The Arlington County Board unanimously voted to move the development project at 1900 N. Fort Myer Drive ahead during its meeting Tuesday night, including a proposal to sell a parcel of public land near Lee Highway to developer Dittmar. However, Board members required the developer take several actions related to the parking, traffic, and architectural elements of the plan following complaints from residents.
“This redevelopment of a highly visible site in Rosslyn is an important step toward achieving the community’s vision of a more vibrant and walkable urban village,” said Arlington County Board Chair Christian Dorsey in a press release.
Dittmar first submitted site plans last year, aiming to build a 25-story tower facing N. Nash Street with 500 housing units and a second, 38-story tower facing N. Fort Myer Drive, with a 344-room, higher-end hotel. The pair of towers would be conjoined by a 10-floor building with conference and retail space, as well as a three-level parking garage.

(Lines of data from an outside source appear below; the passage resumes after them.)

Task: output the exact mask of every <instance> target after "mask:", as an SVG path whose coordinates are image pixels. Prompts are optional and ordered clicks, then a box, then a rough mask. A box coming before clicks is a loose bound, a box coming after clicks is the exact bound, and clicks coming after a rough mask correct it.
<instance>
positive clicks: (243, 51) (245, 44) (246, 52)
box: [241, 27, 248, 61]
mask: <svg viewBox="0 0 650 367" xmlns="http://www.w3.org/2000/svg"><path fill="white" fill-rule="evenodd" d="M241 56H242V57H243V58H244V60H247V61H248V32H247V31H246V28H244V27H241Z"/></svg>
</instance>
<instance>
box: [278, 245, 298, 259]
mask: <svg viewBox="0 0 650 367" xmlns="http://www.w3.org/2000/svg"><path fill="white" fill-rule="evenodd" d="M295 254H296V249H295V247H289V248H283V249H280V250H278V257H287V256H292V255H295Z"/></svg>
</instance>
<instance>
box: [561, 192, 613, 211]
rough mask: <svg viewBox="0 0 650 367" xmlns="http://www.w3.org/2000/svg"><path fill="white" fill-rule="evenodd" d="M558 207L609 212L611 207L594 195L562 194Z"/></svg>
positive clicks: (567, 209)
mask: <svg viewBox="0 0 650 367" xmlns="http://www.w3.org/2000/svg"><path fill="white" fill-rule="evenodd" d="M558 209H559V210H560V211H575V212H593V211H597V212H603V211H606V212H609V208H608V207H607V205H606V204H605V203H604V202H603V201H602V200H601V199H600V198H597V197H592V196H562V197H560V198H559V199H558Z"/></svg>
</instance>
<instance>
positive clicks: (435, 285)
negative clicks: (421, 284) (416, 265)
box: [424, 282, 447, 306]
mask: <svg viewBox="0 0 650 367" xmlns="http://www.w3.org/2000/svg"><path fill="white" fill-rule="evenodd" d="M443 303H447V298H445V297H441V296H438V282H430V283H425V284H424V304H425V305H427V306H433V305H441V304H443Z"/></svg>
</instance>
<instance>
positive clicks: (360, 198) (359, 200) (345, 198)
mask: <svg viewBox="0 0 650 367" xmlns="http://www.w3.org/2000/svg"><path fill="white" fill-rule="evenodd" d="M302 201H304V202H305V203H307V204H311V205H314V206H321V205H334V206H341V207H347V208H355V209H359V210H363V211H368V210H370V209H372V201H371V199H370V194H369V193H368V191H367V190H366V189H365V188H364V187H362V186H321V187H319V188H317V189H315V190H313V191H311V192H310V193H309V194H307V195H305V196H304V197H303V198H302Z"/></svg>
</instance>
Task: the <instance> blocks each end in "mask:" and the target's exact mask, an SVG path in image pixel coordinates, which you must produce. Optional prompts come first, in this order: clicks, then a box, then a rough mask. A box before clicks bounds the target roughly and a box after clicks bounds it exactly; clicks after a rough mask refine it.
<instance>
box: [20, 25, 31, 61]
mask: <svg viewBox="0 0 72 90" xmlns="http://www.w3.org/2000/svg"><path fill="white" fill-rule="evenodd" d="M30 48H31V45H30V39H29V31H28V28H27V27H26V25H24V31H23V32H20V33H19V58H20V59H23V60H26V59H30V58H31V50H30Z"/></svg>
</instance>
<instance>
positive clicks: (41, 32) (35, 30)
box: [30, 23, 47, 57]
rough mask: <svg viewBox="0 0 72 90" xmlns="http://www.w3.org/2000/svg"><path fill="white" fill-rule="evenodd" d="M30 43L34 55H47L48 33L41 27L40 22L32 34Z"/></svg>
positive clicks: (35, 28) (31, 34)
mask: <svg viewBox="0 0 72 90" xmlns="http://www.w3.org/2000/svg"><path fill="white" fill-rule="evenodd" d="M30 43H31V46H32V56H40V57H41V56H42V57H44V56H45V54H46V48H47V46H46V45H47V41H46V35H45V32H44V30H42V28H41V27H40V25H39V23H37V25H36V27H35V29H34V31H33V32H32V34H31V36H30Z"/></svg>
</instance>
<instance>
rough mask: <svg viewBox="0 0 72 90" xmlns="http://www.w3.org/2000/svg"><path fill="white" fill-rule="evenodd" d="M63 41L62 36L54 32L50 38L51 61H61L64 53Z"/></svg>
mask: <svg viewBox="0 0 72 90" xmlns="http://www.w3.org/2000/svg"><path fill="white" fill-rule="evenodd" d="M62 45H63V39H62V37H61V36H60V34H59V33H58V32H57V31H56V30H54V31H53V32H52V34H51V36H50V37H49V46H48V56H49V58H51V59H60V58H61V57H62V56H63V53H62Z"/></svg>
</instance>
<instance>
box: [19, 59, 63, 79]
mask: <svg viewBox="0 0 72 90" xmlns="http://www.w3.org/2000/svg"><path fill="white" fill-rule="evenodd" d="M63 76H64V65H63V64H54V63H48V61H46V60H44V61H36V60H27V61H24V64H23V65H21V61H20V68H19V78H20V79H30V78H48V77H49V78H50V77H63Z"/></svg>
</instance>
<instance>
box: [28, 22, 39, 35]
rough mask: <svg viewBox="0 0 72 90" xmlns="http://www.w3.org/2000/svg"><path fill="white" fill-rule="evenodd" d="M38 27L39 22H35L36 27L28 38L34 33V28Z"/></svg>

The Board’s latest changes require the developer to:
- Accommodate buses in the parking plan
- Develop an option for better vehicle turning on the N. Nash Street side of the lot
- Share design options for the side of the complex that will face N. Nash Street
- Share design options for the pedestrian passageway
Dozens of residents took to the podium during last night’s meeting to express concern over parking and traffic congestion from the development. One N. Nash Street resident said the project was “a disaster waiting to happen” if the Board didn’t follow the amendments the Board agreed upon, adding that the original plan would make walking, driving or living on his street “pure hell.”
As part of the development, Dittmar has pledged to fund $4.5 million for several transportation improvements.
Additionally, in exchange for the greater density the developer requested for the plan, Dittmar is offering to make part of its conference center public, contribute $5 million for open space in the neighborhood, and provide $4.5 million to the county’s affordable housing fund — money officials say will have a “Rosslyn-first” preference. Dittmar will also seek to earn a LEED Gold green energy certification for the building.
Dittmar is the same company that originally built the existing Holiday Inn in 1972.
A representative of the company cited a letter of support received from Nestle, which recently relocated to Rosslyn and is now expanding its local presence, arguing that “allowing new top-tier, world-class facilities for conferences at the location of the exiting Holiday Inn would make Rosslyn an even more attractive space both for business and leisure.”